問題は、投資家から資金調達をしているブランドが多く、ゆっくりとした成長を求められていないことです。「売れるもの」と「かっこいいもの」は、必ずしも同じではありません。むしろ、かっこいいものほど、初期には売れにくい傾向があります。
でも、そこに向かって育てていくという目標を持てるかどうかが、長く愛されるブランドになれるかどうかの分岐点になると思います。
Q. 5年先の未来、人々は何に豊かさを感じるようになりますか?
A. 「何もない」時間と場所に、価値が生まれていくと思います。
デジタルから少し距離を置こうとする動きは、今よりも強くなっていきそうです。子どもの頃からスマホを使ってきた世代が、あえてデジタルカメラや音楽プレーヤーを楽しんでいるのも、その流れの1つのように感じます。これは一時的なトレンドではなく、しばらく続いていくのではないでしょうか。
かつては、常に情報を収集していること自体がステイタスでした。でも今は、情報がありすぎて、多くの人が疲弊しています。去年の夏、時間ができたので軽井沢に出掛けたんです。スマホを置いて読書をしたり、大自然を眺めたりしているうちに、「情報がない」ということそのものに価値を感じました。これからは、「何もない」時間や場所に、少しずつ価値が生まれていくのではないかと思います。
夏の軽井沢での一枚。
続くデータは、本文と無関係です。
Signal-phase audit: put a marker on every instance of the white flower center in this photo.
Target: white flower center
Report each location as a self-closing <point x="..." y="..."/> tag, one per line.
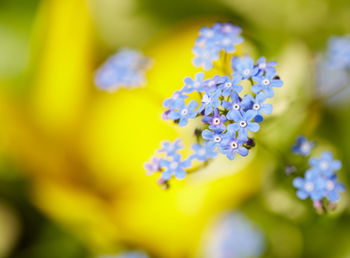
<point x="324" y="165"/>
<point x="256" y="107"/>
<point x="246" y="72"/>
<point x="202" y="152"/>
<point x="265" y="82"/>
<point x="330" y="185"/>
<point x="217" y="138"/>
<point x="173" y="165"/>
<point x="243" y="123"/>
<point x="226" y="41"/>
<point x="309" y="187"/>
<point x="216" y="121"/>
<point x="184" y="112"/>
<point x="234" y="145"/>
<point x="305" y="147"/>
<point x="228" y="84"/>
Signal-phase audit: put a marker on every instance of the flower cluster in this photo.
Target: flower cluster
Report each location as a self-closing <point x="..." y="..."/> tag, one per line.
<point x="338" y="52"/>
<point x="228" y="117"/>
<point x="126" y="68"/>
<point x="235" y="236"/>
<point x="170" y="163"/>
<point x="221" y="36"/>
<point x="319" y="181"/>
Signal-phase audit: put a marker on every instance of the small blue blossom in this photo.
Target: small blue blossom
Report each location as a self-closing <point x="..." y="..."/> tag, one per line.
<point x="257" y="104"/>
<point x="266" y="66"/>
<point x="230" y="145"/>
<point x="213" y="136"/>
<point x="175" y="167"/>
<point x="171" y="102"/>
<point x="228" y="86"/>
<point x="152" y="166"/>
<point x="204" y="152"/>
<point x="126" y="68"/>
<point x="333" y="188"/>
<point x="325" y="164"/>
<point x="243" y="122"/>
<point x="209" y="101"/>
<point x="266" y="82"/>
<point x="170" y="149"/>
<point x="205" y="56"/>
<point x="235" y="236"/>
<point x="194" y="85"/>
<point x="233" y="105"/>
<point x="244" y="66"/>
<point x="313" y="185"/>
<point x="216" y="121"/>
<point x="302" y="146"/>
<point x="183" y="112"/>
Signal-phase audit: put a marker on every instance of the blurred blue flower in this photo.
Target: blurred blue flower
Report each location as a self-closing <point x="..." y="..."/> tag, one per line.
<point x="325" y="164"/>
<point x="171" y="102"/>
<point x="204" y="152"/>
<point x="183" y="112"/>
<point x="243" y="122"/>
<point x="230" y="145"/>
<point x="266" y="82"/>
<point x="234" y="236"/>
<point x="126" y="69"/>
<point x="194" y="85"/>
<point x="302" y="146"/>
<point x="313" y="185"/>
<point x="169" y="148"/>
<point x="230" y="85"/>
<point x="244" y="66"/>
<point x="213" y="136"/>
<point x="215" y="121"/>
<point x="175" y="167"/>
(写真:デーヴィッド・マークス)
【編集後記】
今回の取材で強く心に残ったのは、「機能性は建前」という言葉でした。私たちは買い物の理由を、品質や使いやすさ、価格で説明しがちです。しかし実際には、自分をどう見せたいか、どんな人でありたいかという自己表現や、社会的なステータスが選択を大きく影響していることを教えていただきました。だからこそ、商品にまつわるストーリーは、購入前の背中を押し、購入後の納得を支える存在になりますが、語れば語るほど良いわけではない、という点も印象的でした。大切なのは、その人にとって自然に受け取れる「選ぶ理由」になっているかどうか。お客様への提案とは、商品の機能や背景を伝えるだけでなく、その人自身がどんな自分でありたいのかを想像しながら、納得できる理由を一緒に見つけることなのだと感じました。